O'Dell, it turns out is a rather pathetic lead character and one I truly despised by the end of the book. Almost entirely self-absorbed, she is probably the least convincing investigative reporter since... well, ever. She is too girly and wimpy to convince in the role, constantly requiring various men to bale her out of tight spots and, it would seem, as thick as two short planks.
This might sound a little harsh, but the simple fact is that from an early stage, it's pretty easy to work out not only what is going on, but exactly who the perpetrators are. It's so obvious that most people are going to work it out somewhere between page 50 and page 100. Unfortunately, the book runs to over 350 pages, which is an awful lot of time to keep your interest when you already know what is going on. Oh sure, Noble tries to throw in a few red herrings and a couple of plot twists towards the end, but these are not likely to catch many people out. The whole thing is very formulaic and obvious; yet it takes O'Dell an eternity to make even the most elementary connections, which is incredibly frustrating and robs the book of any sense of tension.
Worse, she appears to be very superficial and shallow. All she really seems to care about is the fact that she has picked up two possible boyfriends within a few days of arriving in the town and agonises over which one is the right one for her. It's a bit like reading Barbie, Private Detective. Maybe you have to be female to appreciate this angle, but as a bloke reading the book, I have to say that it didn't exactly present the most flattering portrait of women.
As if this wasn't bad enough, Nobel has a style that can really grate. There's nothing offensive about it and it's hard to finger exactly what the problem is, but there's just something that's really annoying. It's possibly that her style is so bland and safe. True, there's nothing anyone could possibly take offence at, but neither is there anything to get pulses racing. Even in situations where you would expect a certain amount of tension, Nobel completely fails to capture any sense of excitement. Her writing is the equivalent of lift music. It's not particularly hideous, but somehow it's mildly annoying and you're seriously glad when it stops.

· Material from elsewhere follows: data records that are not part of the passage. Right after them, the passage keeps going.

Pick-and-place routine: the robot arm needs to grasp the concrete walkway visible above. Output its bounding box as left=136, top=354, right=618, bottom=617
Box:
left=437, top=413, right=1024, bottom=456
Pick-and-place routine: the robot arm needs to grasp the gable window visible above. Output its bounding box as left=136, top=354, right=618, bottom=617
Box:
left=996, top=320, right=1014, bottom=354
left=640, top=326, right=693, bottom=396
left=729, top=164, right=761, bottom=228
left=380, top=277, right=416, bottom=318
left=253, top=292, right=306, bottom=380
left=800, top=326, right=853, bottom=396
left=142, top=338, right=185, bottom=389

Noble's writing style was so simplistic at times that I honestly though I'd accidentally started to read a children's book, yet Amazon doesn't list it as such, nor does any other website I came across. True, it's described as suitable for everyone from teens to seniors, but that's true of a lot of books. Indeed, it's possibly this that leads to Deadly Sanctuary's dull nature: it's so keen to please everyone that it ends up appealing to no-one at all. It's so sanitised (there's no sex and relatively little violence) that adults will find it tame in comparison with other thrillers on the market, whilst teens are likely to find it dull and slow.
I desperately wanted to like this book. The plot sounded appealing and there were plenty of positive write-ups about it on Amazon. Sadly, I found myself constantly struggling with it. The plot was hackneyed, the characters unengaging, the pacing pedestrian and the story devoid of any sense of excitement. Reading it simply became a mechanical process of working my way through the pages and closing it after the final chapter with a mild sigh of relief. One thing is for certain, the "popular" Kendall O'Dell series has not won itself another fan.
It's slightly unbelievable that this book is still retailing on Amazon for over £12 (the Kindle is a slightly more reasonable £2.79). Personally, if I had the decision again, I don't think I'd even bother with the free version. There are far better written, more interesting and inventive thrillers out there. Deadly Sanctuary feels old and tired, unoriginal and uninspiring. Save your money for a book that deserves it.